Heresy: To the modern mind the word evokes images of dungeons, pillories, and burnings at the stake. When was the last time you heard the “H word” used in polite conversation? 

Before you answer that, ask yourself, What does heresy mean? The term comes from the Greek haireo, in ancient times meaning “I grasp” or “I seize” and later taking on the connotation of “I take away.” 

Hilaire Belloc, one of the most celebrated Catholic apologists in this century, defines its modern theological meaning as “the warping of a system by ‘Exception’: by ‘Picking out’ one part of the structure.” This “implies that the scheme is marred by taking away one part of it, denying one part of it, and either leaving the void unfilled or filling it with some new affirmation.” 

In explaining what heresy is and how it affects the Church Belloc outlines five major departures from orthodoxy: Arianism, Islam, Albigensianism, Protestantism, and Modernism. 

He explains the salient points of each one clearly and simply, showing how each exhibits two traits: (1) a denial of one or more cardinal doctrines and (2) a retention, to varying degrees, of other orthodox doctrines. The latter trait is what makes heresies so pernicious. 

Consider Mormonism, which is a “sub-heresy” of Protestantism.

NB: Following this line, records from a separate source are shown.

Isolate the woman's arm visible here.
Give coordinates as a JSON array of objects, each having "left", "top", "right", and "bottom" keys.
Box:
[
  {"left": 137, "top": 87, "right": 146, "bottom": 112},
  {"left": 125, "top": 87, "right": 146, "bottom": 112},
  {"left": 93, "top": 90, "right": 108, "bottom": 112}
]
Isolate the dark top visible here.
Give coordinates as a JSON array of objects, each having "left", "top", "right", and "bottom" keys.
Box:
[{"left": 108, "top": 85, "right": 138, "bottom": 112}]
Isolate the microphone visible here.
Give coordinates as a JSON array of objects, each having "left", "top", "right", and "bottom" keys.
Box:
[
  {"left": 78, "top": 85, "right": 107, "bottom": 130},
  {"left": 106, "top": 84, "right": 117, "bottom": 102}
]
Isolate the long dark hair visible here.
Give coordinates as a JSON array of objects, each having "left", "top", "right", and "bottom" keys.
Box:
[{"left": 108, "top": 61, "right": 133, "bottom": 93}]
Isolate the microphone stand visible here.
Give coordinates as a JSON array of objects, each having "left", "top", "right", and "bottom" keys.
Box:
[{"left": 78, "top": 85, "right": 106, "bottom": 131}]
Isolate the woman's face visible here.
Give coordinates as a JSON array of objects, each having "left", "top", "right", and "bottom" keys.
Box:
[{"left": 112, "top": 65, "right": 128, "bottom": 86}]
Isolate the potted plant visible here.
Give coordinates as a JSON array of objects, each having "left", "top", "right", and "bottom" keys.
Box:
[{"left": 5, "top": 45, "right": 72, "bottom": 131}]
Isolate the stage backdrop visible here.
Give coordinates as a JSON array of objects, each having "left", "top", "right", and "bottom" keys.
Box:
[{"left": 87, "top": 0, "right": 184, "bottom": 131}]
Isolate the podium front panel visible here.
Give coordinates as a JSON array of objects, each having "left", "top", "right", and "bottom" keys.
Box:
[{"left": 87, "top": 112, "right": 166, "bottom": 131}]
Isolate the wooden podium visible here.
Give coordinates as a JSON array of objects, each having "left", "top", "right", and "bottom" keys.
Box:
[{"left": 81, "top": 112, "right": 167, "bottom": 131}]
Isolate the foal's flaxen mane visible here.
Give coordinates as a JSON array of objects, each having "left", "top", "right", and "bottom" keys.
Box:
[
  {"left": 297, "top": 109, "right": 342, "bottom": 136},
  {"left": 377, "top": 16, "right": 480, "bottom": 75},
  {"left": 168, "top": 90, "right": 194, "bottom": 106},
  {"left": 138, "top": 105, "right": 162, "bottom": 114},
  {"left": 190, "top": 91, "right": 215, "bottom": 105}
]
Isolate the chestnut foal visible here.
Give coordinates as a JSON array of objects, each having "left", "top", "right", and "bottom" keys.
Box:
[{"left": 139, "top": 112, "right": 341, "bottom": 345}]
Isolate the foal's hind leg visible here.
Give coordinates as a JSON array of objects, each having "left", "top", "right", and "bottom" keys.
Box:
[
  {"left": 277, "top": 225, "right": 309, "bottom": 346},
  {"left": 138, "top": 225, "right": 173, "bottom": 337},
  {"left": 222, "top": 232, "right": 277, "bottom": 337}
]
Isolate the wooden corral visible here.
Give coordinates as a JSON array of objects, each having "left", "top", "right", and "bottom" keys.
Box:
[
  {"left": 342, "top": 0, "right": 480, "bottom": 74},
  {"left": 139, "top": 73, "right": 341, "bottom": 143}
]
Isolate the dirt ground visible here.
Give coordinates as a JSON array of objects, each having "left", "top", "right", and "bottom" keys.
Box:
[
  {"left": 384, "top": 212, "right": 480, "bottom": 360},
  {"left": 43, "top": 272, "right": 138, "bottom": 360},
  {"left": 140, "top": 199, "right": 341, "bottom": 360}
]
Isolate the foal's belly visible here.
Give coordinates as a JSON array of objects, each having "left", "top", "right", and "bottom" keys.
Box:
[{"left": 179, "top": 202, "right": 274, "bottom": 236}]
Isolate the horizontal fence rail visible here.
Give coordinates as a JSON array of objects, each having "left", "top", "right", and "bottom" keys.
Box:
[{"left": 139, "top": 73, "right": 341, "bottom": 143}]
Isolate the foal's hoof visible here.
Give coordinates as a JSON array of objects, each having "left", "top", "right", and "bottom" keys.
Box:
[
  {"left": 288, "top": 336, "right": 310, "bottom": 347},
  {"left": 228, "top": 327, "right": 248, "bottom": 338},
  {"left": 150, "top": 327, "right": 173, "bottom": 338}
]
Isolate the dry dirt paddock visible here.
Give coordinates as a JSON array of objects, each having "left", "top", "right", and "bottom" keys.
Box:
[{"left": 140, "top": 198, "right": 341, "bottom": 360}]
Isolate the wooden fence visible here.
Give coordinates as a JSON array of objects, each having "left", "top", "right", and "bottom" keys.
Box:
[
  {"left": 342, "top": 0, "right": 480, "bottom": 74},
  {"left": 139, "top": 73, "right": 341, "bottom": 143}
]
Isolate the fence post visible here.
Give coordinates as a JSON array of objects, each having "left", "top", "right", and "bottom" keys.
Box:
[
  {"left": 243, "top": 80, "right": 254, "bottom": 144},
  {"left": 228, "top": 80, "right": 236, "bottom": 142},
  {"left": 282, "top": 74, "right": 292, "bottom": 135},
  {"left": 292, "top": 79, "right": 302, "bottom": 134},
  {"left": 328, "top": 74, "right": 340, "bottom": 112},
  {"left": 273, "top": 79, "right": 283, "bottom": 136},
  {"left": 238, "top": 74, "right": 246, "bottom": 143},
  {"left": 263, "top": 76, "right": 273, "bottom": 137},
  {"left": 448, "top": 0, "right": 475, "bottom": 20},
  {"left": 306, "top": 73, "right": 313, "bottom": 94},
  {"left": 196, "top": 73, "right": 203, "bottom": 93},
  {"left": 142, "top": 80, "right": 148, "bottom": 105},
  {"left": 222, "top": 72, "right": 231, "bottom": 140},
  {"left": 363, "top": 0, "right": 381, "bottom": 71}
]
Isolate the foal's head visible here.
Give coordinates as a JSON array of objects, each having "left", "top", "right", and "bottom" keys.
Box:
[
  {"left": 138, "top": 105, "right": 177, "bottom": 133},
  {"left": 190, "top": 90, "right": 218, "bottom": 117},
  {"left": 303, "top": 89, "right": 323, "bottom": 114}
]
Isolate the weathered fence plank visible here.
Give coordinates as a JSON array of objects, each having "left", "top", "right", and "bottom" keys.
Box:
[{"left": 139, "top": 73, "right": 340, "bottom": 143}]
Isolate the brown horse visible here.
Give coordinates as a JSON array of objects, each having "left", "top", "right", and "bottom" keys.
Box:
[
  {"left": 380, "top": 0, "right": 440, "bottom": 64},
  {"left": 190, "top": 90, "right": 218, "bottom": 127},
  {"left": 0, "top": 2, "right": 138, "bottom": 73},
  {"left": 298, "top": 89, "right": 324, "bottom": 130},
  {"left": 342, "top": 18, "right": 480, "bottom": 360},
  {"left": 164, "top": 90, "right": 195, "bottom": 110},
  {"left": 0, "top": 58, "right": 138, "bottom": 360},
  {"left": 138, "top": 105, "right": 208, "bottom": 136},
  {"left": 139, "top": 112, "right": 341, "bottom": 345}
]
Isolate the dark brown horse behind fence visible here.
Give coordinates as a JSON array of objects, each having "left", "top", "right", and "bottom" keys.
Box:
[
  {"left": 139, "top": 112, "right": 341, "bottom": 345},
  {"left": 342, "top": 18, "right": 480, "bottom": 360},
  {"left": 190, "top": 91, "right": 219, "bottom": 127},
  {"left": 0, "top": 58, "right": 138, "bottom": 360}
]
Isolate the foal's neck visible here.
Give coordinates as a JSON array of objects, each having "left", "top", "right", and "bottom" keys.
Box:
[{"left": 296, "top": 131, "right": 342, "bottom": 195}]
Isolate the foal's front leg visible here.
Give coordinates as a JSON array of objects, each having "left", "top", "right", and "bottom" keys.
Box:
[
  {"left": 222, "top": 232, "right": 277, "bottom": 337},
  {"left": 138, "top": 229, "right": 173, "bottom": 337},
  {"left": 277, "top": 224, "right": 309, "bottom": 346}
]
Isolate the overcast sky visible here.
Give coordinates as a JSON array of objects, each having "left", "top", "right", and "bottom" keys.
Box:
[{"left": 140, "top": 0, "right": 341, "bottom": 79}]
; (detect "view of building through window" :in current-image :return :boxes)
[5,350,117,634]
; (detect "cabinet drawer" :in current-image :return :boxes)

It embodies several errors (gnosticism, polytheism, and Pelagianism to name three), but is embroidered with just enough truth to make it seductive to unwary Catholics. Its adept misuse of orthodox nomenclature (terms such as “Virgin Birth,” “salvation,” and “atonement”) largely accounts for its success in attracting converts by feigning orthodoxy. 

Belloc explains this phenomenon: “The denial of a scheme wholesale is not heresy, and has not the creative power of a heresy. It is of the essence of heresy that it leaves standing a great part of the structure it attacks. On this account, it can appeal to believers and continues to affect their lives through deflecting them from their original characters. Wherefore, it is said of heresies that ‘they survive by the truths they retain.'” 

The section on Arianism is especially helpful in understanding the theology of today’s “neo-Arian” groups: the Jehovah’s Witnesses, the Iglesia ni Cristo, and United Pentecostalism. These cults, like their Arian precursors, deny the Trinity and (excepting United Pentecostalism) the divinity of Christ. 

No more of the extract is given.